The processor actor implementing Fox’s algorithm

5 Experimental Analysis

The pTheatre implementation of Fox’s algorithm for parallel matrix multiplication was executed on a Win 10, Intel Core i7-7700 CPU@3.60 GHz, 32 GB of memory, by varying the matrix size N from 100 to 3000. The emerged execution time (parallel wall clock time P_WCT) was then compared with that (sequential wall clock time S_WCT) of the classical sequential implementation of the matrix multiplication based on three nested for loops. Each experiment was repeated five times. The speedup of the parallel implementation was then calculated, for each experiment, as best-case(S_WCT)/worst_case(P_WCT), to smooth out Operating System dependencies. Experimental results are collected in Table 1.

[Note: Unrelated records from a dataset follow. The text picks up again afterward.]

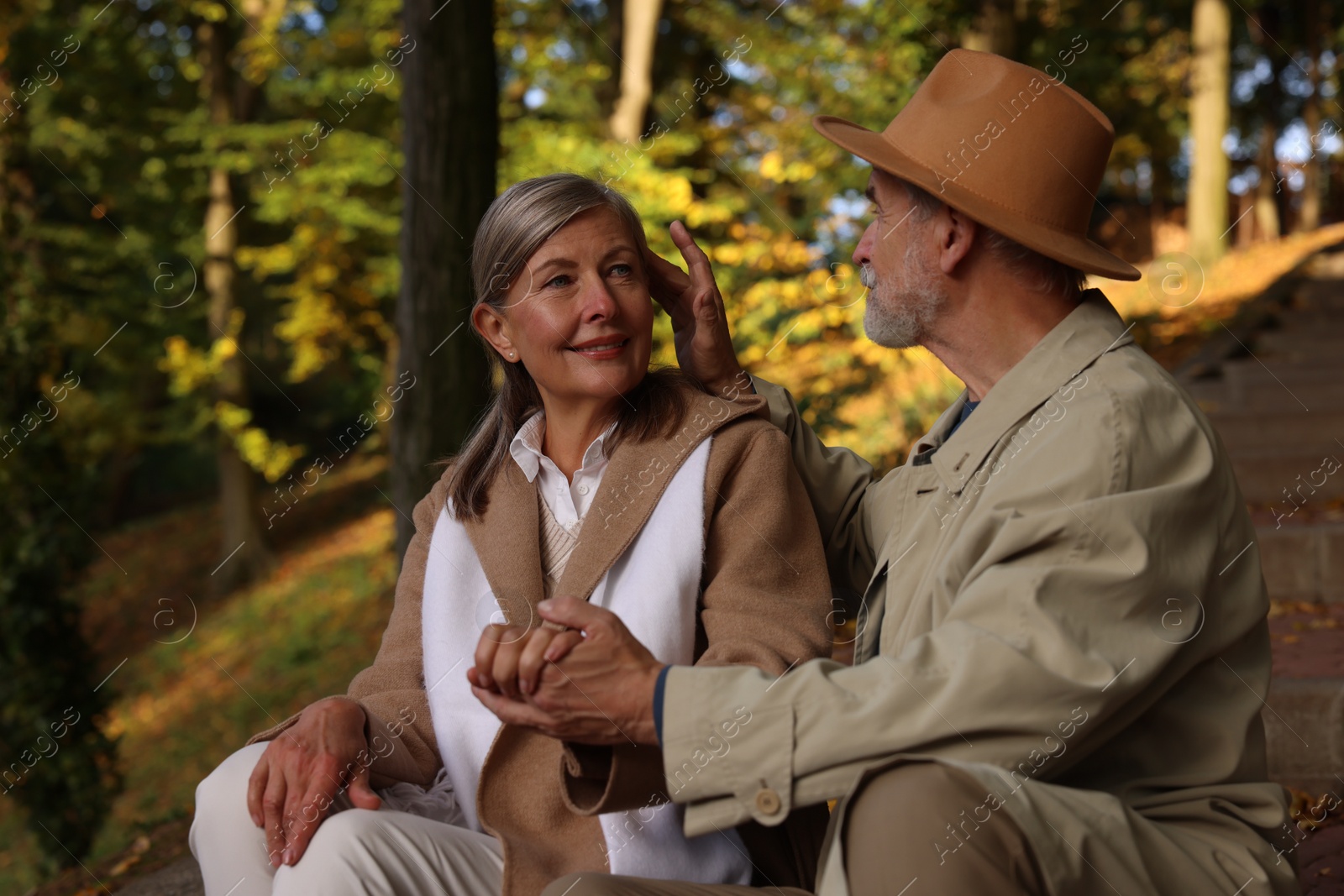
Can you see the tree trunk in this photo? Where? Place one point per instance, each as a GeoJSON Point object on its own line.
{"type": "Point", "coordinates": [1206, 210]}
{"type": "Point", "coordinates": [995, 29]}
{"type": "Point", "coordinates": [638, 31]}
{"type": "Point", "coordinates": [450, 120]}
{"type": "Point", "coordinates": [244, 551]}
{"type": "Point", "coordinates": [1310, 211]}
{"type": "Point", "coordinates": [1269, 187]}
{"type": "Point", "coordinates": [1269, 192]}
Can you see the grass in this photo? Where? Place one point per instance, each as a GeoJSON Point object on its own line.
{"type": "Point", "coordinates": [252, 660]}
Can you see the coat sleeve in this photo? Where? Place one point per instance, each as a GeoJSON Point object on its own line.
{"type": "Point", "coordinates": [837, 481]}
{"type": "Point", "coordinates": [391, 691]}
{"type": "Point", "coordinates": [1048, 644]}
{"type": "Point", "coordinates": [765, 600]}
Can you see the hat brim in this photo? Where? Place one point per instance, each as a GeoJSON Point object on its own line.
{"type": "Point", "coordinates": [1068, 248]}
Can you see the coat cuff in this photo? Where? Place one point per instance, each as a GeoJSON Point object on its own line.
{"type": "Point", "coordinates": [602, 779]}
{"type": "Point", "coordinates": [730, 743]}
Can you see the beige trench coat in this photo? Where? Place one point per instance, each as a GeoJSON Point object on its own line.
{"type": "Point", "coordinates": [1065, 600]}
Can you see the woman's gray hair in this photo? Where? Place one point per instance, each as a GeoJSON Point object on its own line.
{"type": "Point", "coordinates": [515, 226]}
{"type": "Point", "coordinates": [526, 215]}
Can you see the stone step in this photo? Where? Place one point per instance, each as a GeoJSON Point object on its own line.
{"type": "Point", "coordinates": [1289, 432]}
{"type": "Point", "coordinates": [1299, 344]}
{"type": "Point", "coordinates": [1308, 316]}
{"type": "Point", "coordinates": [1218, 396]}
{"type": "Point", "coordinates": [1249, 369]}
{"type": "Point", "coordinates": [1263, 476]}
{"type": "Point", "coordinates": [1304, 732]}
{"type": "Point", "coordinates": [1320, 296]}
{"type": "Point", "coordinates": [1303, 562]}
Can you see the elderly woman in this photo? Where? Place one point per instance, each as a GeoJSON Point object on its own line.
{"type": "Point", "coordinates": [589, 476]}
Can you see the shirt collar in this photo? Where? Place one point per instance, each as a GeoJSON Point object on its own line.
{"type": "Point", "coordinates": [1086, 333]}
{"type": "Point", "coordinates": [526, 446]}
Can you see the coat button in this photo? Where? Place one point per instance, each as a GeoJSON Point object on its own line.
{"type": "Point", "coordinates": [768, 801]}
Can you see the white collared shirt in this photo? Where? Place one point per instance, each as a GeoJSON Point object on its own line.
{"type": "Point", "coordinates": [569, 501]}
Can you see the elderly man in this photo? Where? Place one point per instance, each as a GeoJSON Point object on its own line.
{"type": "Point", "coordinates": [1062, 652]}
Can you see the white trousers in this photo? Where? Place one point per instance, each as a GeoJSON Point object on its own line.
{"type": "Point", "coordinates": [354, 852]}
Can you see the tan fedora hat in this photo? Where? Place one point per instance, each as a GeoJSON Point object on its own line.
{"type": "Point", "coordinates": [1005, 144]}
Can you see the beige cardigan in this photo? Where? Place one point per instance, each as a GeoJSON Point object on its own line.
{"type": "Point", "coordinates": [768, 614]}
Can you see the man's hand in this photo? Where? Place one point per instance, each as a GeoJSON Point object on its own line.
{"type": "Point", "coordinates": [510, 660]}
{"type": "Point", "coordinates": [302, 770]}
{"type": "Point", "coordinates": [600, 694]}
{"type": "Point", "coordinates": [699, 322]}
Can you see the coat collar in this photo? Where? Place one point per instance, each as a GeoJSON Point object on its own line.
{"type": "Point", "coordinates": [507, 537]}
{"type": "Point", "coordinates": [1086, 333]}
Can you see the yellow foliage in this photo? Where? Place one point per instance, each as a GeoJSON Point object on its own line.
{"type": "Point", "coordinates": [270, 458]}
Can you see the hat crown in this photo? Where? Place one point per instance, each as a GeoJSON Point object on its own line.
{"type": "Point", "coordinates": [1010, 134]}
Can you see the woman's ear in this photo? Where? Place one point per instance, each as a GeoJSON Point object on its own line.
{"type": "Point", "coordinates": [495, 328]}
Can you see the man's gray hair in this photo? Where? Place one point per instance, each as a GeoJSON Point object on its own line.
{"type": "Point", "coordinates": [1045, 273]}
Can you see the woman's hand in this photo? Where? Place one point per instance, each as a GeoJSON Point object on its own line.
{"type": "Point", "coordinates": [600, 694]}
{"type": "Point", "coordinates": [302, 770]}
{"type": "Point", "coordinates": [510, 660]}
{"type": "Point", "coordinates": [699, 322]}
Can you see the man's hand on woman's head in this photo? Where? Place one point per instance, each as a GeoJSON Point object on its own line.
{"type": "Point", "coordinates": [699, 322]}
{"type": "Point", "coordinates": [304, 770]}
{"type": "Point", "coordinates": [598, 689]}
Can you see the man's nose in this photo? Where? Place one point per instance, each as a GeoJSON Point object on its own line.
{"type": "Point", "coordinates": [864, 251]}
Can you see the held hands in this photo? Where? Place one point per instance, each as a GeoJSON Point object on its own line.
{"type": "Point", "coordinates": [699, 320]}
{"type": "Point", "coordinates": [302, 773]}
{"type": "Point", "coordinates": [591, 684]}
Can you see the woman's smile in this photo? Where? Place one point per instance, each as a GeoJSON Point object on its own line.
{"type": "Point", "coordinates": [601, 348]}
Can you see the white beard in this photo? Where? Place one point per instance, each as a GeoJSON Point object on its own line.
{"type": "Point", "coordinates": [898, 313]}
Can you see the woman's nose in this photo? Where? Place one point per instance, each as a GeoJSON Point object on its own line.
{"type": "Point", "coordinates": [598, 302]}
{"type": "Point", "coordinates": [864, 251]}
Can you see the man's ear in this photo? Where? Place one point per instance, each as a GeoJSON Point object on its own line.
{"type": "Point", "coordinates": [495, 328]}
{"type": "Point", "coordinates": [956, 235]}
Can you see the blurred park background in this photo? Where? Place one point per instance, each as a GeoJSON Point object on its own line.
{"type": "Point", "coordinates": [233, 238]}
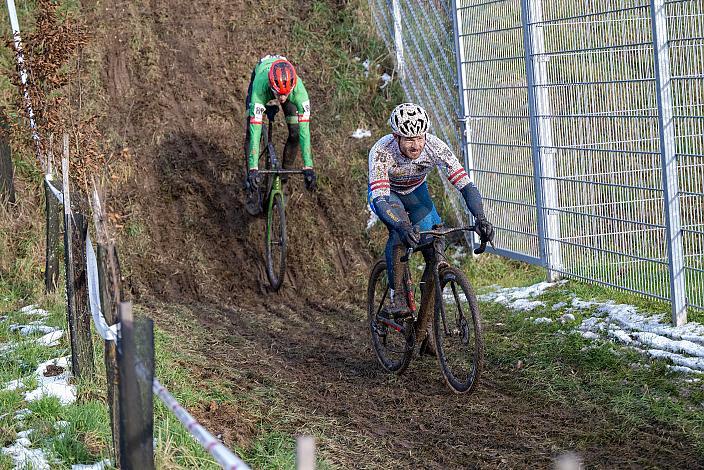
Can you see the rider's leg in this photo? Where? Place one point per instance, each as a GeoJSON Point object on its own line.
{"type": "Point", "coordinates": [395, 268]}
{"type": "Point", "coordinates": [293, 140]}
{"type": "Point", "coordinates": [423, 215]}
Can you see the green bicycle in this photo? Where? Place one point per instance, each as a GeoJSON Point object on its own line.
{"type": "Point", "coordinates": [275, 207]}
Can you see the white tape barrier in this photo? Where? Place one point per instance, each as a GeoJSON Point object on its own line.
{"type": "Point", "coordinates": [222, 454]}
{"type": "Point", "coordinates": [108, 333]}
{"type": "Point", "coordinates": [59, 195]}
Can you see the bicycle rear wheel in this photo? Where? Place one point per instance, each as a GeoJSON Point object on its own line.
{"type": "Point", "coordinates": [458, 332]}
{"type": "Point", "coordinates": [393, 340]}
{"type": "Point", "coordinates": [275, 242]}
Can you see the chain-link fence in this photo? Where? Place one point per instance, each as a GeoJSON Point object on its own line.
{"type": "Point", "coordinates": [583, 128]}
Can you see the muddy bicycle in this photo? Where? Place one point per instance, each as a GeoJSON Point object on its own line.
{"type": "Point", "coordinates": [457, 329]}
{"type": "Point", "coordinates": [274, 206]}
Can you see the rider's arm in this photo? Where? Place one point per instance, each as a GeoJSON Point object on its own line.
{"type": "Point", "coordinates": [300, 99]}
{"type": "Point", "coordinates": [379, 186]}
{"type": "Point", "coordinates": [457, 175]}
{"type": "Point", "coordinates": [256, 114]}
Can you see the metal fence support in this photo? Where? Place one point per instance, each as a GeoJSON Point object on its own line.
{"type": "Point", "coordinates": [78, 313]}
{"type": "Point", "coordinates": [136, 410]}
{"type": "Point", "coordinates": [398, 39]}
{"type": "Point", "coordinates": [51, 268]}
{"type": "Point", "coordinates": [305, 453]}
{"type": "Point", "coordinates": [541, 137]}
{"type": "Point", "coordinates": [666, 126]}
{"type": "Point", "coordinates": [467, 157]}
{"type": "Point", "coordinates": [7, 185]}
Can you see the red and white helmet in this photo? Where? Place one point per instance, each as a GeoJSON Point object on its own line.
{"type": "Point", "coordinates": [409, 120]}
{"type": "Point", "coordinates": [282, 77]}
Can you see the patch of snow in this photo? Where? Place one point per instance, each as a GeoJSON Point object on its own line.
{"type": "Point", "coordinates": [509, 295]}
{"type": "Point", "coordinates": [684, 370]}
{"type": "Point", "coordinates": [34, 310]}
{"type": "Point", "coordinates": [567, 317]}
{"type": "Point", "coordinates": [682, 345]}
{"type": "Point", "coordinates": [34, 327]}
{"type": "Point", "coordinates": [13, 385]}
{"type": "Point", "coordinates": [51, 339]}
{"type": "Point", "coordinates": [96, 466]}
{"type": "Point", "coordinates": [526, 305]}
{"type": "Point", "coordinates": [26, 458]}
{"type": "Point", "coordinates": [361, 133]}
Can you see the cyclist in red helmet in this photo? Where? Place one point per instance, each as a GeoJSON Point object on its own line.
{"type": "Point", "coordinates": [275, 79]}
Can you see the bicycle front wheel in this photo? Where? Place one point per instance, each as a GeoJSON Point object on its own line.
{"type": "Point", "coordinates": [275, 243]}
{"type": "Point", "coordinates": [458, 332]}
{"type": "Point", "coordinates": [393, 339]}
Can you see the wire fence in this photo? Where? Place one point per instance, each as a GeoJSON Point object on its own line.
{"type": "Point", "coordinates": [583, 129]}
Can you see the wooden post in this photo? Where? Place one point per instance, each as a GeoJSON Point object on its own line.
{"type": "Point", "coordinates": [110, 298]}
{"type": "Point", "coordinates": [305, 453]}
{"type": "Point", "coordinates": [78, 313]}
{"type": "Point", "coordinates": [136, 374]}
{"type": "Point", "coordinates": [51, 270]}
{"type": "Point", "coordinates": [7, 185]}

Table 1. Speedup of parallel versus sequential program (4 cores)

As one can see from Table 1, for low values of the matrix size, the speedup is low because the sequential implementation outperforms the more complex parallel implementation. Some super speedups emerge when a matrix size of 900–1500 is adopted. A speedup value close to the ideal value of 4 (according to the Amdahl law, when 4 cores are used) occurs for N = 2000. Obviously, such values are the result of complex combinations of hardware features (cache contents) with the efficient implementation of pTheatre. On the other hand, similar super speedups were reported, for the Fox algorithm, also in [14].

6 Conclusions

This paper proposes pTheatre, an original, efficient, and totally lock-free Java implementation of the Theatre actor system [6,7,8,9]. pTheatre mission is that of supporting high-performance computing on modern multi-core machines. The potential of pTheatre was demonstrated in the paper by an actor-based, asynchronous implementation of the Geoffrey Fox parallel matrix multiplication algorithm [12, 13].

Prosecution of the research is directed to the following:

  • Improving the implementation of pTheatre and applying it to complex parallel algorithms.

  • Completing a specialization of pTheatre for high-performance agent-based modelling and simulations over multi-core machines, according to a conservative synchronization strategy.

  • Porting pTheatre over the GPU, for supporting massive, data-parallel applications.